Come abbiamo visto, dunque, molti studenti cominciano a studiare l’italiano alle scuole superiori e c’è chi desidera proseguire gli studi in Italia. Che cosa offre il sistema universitario italiano ai giovani africani che hanno cominciato a studiare la nostra lingua?

Offre, sempre di più, corsi universitari tenuti esclusivamente in lingua inglese. Come del resto ormai fa anche con gli stessi studenti italiani, resi didatticamentre “stranieri in casa propria”. La scelta dell’inglese nel sistema universitario italiano sta diventando un ostacolo verso l’accesso di studenti da parte della vasta e popolosa Africa francofona. Gli studenti di questi Paesi preferirebbero iscriversi ai corsi universitari tenuti in lingua italiana, più siile al francese e dunque ritenuta più facile da studiare rispetto all’inglese.

Nei Paesi dell’Africa anglofona invece, l’italiano si ritira. Mentre avrebbe ottime ragioni per essere studiato. Pensiamo al caso del Ghana, che ha in Italia la quarta comunità ghanese più numerosa al mondo (la seconda in Europa). Eppure qui l’italiano di fatto non è insegnato né nelle scuole, né da Istituti di cultura, né dalla Società Dante Alighieri o istituzioni private.

Siebetcheu parla di una vera e propria crisi dell’italiano nell’Africa anglofona. Questa tendenza negativa è stata analizzata nello studio semplicemente confrontando i dati di questi paesi anglofoni con quelli degli altri paesi africani. La situazione dell’italiano in Uganda e nello Zambia fa notare che l’internazionalizzazione delle scuole italiane prese in esame ha comportato non solo la sostituzione del sistema scolastico di riferimento (quello italiano), ma soprattutto la scomparsa della lingua italiana, quale lingua di insegnamento e come materia curricolare. Come spesso succede, l’internazionalizzazione si è tradotta in anglicizzazione delle scuole. Anche dalla Nigeria, prima economia del continente, con molte aziende italiane e con un numero importante di immigrati in Italia (40 mila nel 2019 secondo i dati Istat), non arrivano notizie confortanti rispetto alla diffusione dell’italiano visto che tutto sembra limitarsi alla Scuola Italiana “Enrico Mattei” di Lagos. A nostro avviso, anche questa questione dell’inglese è una sfida per il prossimo futuro dell’italiano nei paesi anglofoni africani.

Il professor Siebetcheu lo dice senza mezzi termini: l’italiano è “una lingua ormai molto diffusa, in Africa”, aiutata anche da dinamiche migratorie e di ritorno di migranti nei Paesi di origine. Ma perde molte opportunità per via della mancanza di una politica linguistica organica e adeguatamente finanziata. E, aggiungiamo noi, derivante dalla cronica mancanza di fiducia degli italiani verso se stessi e di conseguenza verso la propria lingua.

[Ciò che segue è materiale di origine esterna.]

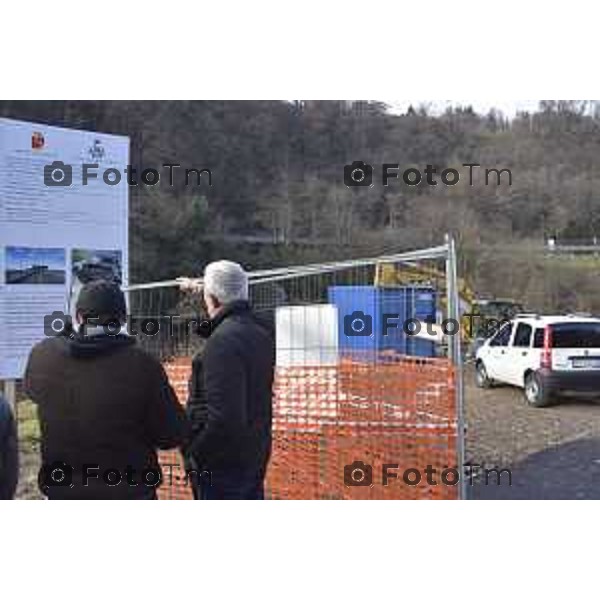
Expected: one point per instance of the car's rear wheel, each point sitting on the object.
(481, 377)
(536, 393)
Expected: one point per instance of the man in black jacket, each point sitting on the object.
(231, 391)
(105, 405)
(9, 455)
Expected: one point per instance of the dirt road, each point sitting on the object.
(551, 452)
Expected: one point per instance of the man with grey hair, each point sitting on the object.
(231, 392)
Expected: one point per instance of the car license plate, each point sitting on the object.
(586, 363)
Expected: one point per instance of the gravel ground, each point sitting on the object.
(552, 452)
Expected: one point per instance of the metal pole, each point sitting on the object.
(455, 351)
(10, 391)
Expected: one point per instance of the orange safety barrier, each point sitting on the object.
(398, 411)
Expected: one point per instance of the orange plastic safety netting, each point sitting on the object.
(335, 427)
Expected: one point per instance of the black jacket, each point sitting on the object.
(231, 394)
(9, 455)
(102, 401)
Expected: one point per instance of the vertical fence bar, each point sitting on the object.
(455, 351)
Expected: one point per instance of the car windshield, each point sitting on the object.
(576, 335)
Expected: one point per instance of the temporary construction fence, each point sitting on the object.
(373, 413)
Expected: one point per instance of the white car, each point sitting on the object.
(544, 355)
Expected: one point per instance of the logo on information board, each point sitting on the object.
(37, 140)
(96, 151)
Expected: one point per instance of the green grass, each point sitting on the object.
(29, 428)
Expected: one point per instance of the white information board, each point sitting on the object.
(54, 237)
(306, 335)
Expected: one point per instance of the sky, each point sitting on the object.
(508, 107)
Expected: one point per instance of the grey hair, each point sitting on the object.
(226, 281)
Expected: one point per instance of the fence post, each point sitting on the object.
(455, 351)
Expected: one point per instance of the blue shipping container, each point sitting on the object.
(371, 319)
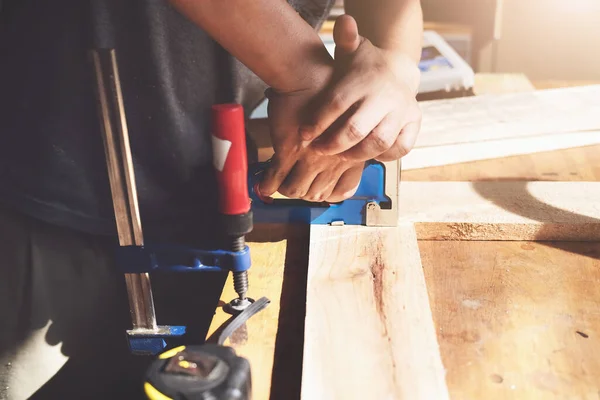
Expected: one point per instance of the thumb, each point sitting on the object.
(345, 35)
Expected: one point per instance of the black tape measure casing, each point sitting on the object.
(206, 372)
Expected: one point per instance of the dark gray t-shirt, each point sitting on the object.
(52, 162)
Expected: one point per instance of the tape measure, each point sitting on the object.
(205, 372)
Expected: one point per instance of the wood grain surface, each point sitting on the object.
(369, 332)
(507, 210)
(516, 320)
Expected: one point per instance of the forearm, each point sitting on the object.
(268, 36)
(394, 25)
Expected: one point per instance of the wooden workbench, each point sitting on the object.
(513, 319)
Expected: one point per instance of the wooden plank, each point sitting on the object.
(494, 126)
(488, 83)
(516, 320)
(567, 211)
(506, 312)
(279, 255)
(368, 329)
(426, 157)
(505, 116)
(578, 164)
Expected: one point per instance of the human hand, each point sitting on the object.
(370, 112)
(296, 171)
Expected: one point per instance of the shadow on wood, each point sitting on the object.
(532, 208)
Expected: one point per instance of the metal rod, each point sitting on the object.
(122, 181)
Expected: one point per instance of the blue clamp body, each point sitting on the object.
(173, 258)
(351, 211)
(153, 343)
(166, 257)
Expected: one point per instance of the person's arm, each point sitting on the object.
(268, 36)
(378, 50)
(394, 25)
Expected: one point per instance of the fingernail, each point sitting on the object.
(306, 133)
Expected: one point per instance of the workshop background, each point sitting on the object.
(543, 39)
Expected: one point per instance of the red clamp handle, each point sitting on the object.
(230, 159)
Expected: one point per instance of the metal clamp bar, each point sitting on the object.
(122, 181)
(172, 258)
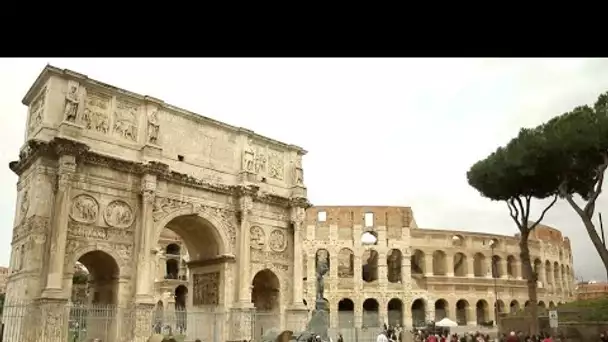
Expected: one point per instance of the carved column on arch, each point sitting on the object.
(67, 152)
(242, 314)
(145, 278)
(244, 257)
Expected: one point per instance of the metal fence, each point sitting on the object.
(24, 322)
(72, 323)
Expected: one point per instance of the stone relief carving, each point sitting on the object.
(34, 225)
(72, 101)
(257, 237)
(118, 214)
(153, 127)
(249, 157)
(164, 206)
(125, 120)
(84, 209)
(276, 167)
(260, 160)
(36, 111)
(298, 171)
(96, 117)
(206, 288)
(277, 240)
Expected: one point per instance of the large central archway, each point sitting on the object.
(189, 273)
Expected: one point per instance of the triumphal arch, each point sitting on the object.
(103, 171)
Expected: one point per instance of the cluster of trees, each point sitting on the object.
(564, 158)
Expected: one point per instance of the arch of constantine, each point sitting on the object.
(188, 223)
(105, 171)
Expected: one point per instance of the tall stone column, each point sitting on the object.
(242, 314)
(244, 257)
(145, 274)
(297, 313)
(67, 152)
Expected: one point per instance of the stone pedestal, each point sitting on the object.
(142, 329)
(52, 316)
(241, 324)
(297, 318)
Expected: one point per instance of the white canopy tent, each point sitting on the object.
(446, 323)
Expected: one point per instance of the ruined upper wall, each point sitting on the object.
(135, 127)
(347, 216)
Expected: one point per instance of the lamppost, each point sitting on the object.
(495, 276)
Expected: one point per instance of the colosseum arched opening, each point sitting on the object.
(479, 265)
(418, 313)
(460, 265)
(395, 312)
(482, 311)
(441, 309)
(346, 313)
(514, 306)
(548, 273)
(439, 263)
(417, 262)
(499, 306)
(346, 263)
(537, 269)
(371, 313)
(369, 271)
(497, 270)
(393, 262)
(511, 267)
(462, 312)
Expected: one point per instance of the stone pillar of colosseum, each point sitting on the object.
(470, 266)
(517, 270)
(449, 263)
(382, 269)
(428, 263)
(502, 267)
(542, 275)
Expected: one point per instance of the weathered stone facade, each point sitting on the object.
(104, 171)
(414, 274)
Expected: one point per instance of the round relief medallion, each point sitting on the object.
(257, 237)
(277, 241)
(84, 209)
(118, 214)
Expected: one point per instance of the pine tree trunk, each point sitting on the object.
(532, 279)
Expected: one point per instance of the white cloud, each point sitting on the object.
(379, 131)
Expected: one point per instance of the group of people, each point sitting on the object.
(390, 334)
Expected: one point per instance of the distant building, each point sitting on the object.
(591, 290)
(3, 278)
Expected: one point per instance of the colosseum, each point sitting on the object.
(389, 270)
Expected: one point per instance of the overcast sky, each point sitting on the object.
(379, 131)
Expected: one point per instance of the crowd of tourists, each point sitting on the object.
(390, 334)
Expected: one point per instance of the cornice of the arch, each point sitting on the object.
(223, 220)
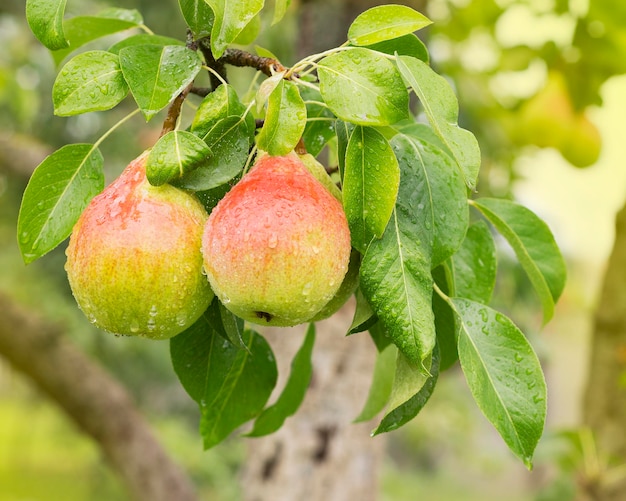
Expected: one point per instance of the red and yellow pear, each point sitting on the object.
(277, 246)
(134, 261)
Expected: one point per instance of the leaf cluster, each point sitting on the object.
(427, 252)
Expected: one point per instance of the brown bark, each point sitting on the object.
(319, 453)
(98, 405)
(605, 399)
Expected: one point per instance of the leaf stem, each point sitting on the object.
(112, 128)
(173, 113)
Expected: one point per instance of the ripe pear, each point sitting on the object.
(134, 259)
(277, 246)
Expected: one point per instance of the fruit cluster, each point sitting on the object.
(146, 260)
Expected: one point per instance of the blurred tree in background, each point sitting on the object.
(528, 75)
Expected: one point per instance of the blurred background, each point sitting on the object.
(541, 83)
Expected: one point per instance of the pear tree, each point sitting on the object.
(230, 220)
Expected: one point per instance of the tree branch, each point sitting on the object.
(266, 65)
(96, 403)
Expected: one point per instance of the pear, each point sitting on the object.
(277, 246)
(134, 260)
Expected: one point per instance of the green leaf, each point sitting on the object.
(230, 385)
(382, 383)
(250, 32)
(143, 39)
(503, 374)
(442, 109)
(56, 195)
(320, 126)
(370, 185)
(280, 9)
(272, 418)
(396, 279)
(231, 17)
(385, 22)
(420, 388)
(474, 265)
(198, 16)
(379, 336)
(534, 246)
(229, 142)
(91, 81)
(363, 87)
(223, 102)
(175, 154)
(80, 30)
(284, 121)
(364, 317)
(344, 131)
(157, 74)
(445, 320)
(45, 18)
(407, 45)
(440, 195)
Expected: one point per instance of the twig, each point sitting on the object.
(169, 124)
(241, 58)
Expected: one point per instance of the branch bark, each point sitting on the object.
(319, 453)
(97, 404)
(605, 398)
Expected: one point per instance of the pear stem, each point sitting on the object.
(169, 124)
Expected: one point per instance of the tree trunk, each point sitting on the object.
(605, 399)
(319, 453)
(96, 403)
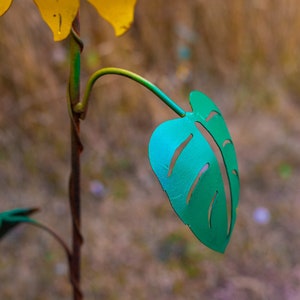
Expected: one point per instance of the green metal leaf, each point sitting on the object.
(11, 218)
(188, 156)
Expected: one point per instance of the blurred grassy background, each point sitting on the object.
(244, 55)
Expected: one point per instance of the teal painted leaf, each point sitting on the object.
(11, 218)
(188, 156)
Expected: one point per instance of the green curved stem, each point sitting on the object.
(81, 107)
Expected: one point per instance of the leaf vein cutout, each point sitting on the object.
(210, 209)
(178, 152)
(202, 171)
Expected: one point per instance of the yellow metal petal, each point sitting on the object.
(119, 13)
(4, 6)
(59, 15)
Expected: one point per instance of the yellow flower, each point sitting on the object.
(59, 14)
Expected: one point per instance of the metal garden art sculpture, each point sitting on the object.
(182, 151)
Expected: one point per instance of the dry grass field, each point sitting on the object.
(242, 54)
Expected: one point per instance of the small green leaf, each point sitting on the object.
(11, 218)
(189, 170)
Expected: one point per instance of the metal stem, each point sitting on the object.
(76, 149)
(81, 107)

L’Africa viene da molti definito il continente del futuro. La sua popolazione potrebbe raddoppiare entro il 2100, sfiorando quota 4 miliardi. Una grande opportunità per l’Europa e per l’Italia. Un continente ricchissimo di materie prima e di risorse naturali, per esempio sole, mare, vento e geotermia che sono la chiave per le energie rinnovabili. Può essere una enorme opportunità per l’Italia. Ma utilizzare solo l’inglese può essere controproducente, lo abbiamo visto. Ecco allora che investire nello studio e nella diffusione della nostra lingua e cultura nei Paesi africani, partendo dai più strategici e promettenti, rappresenta una sfida che può dare enormi risultati già nel medio periodo.

Invitiamo il governo e tutte le forze politiche a coglierla.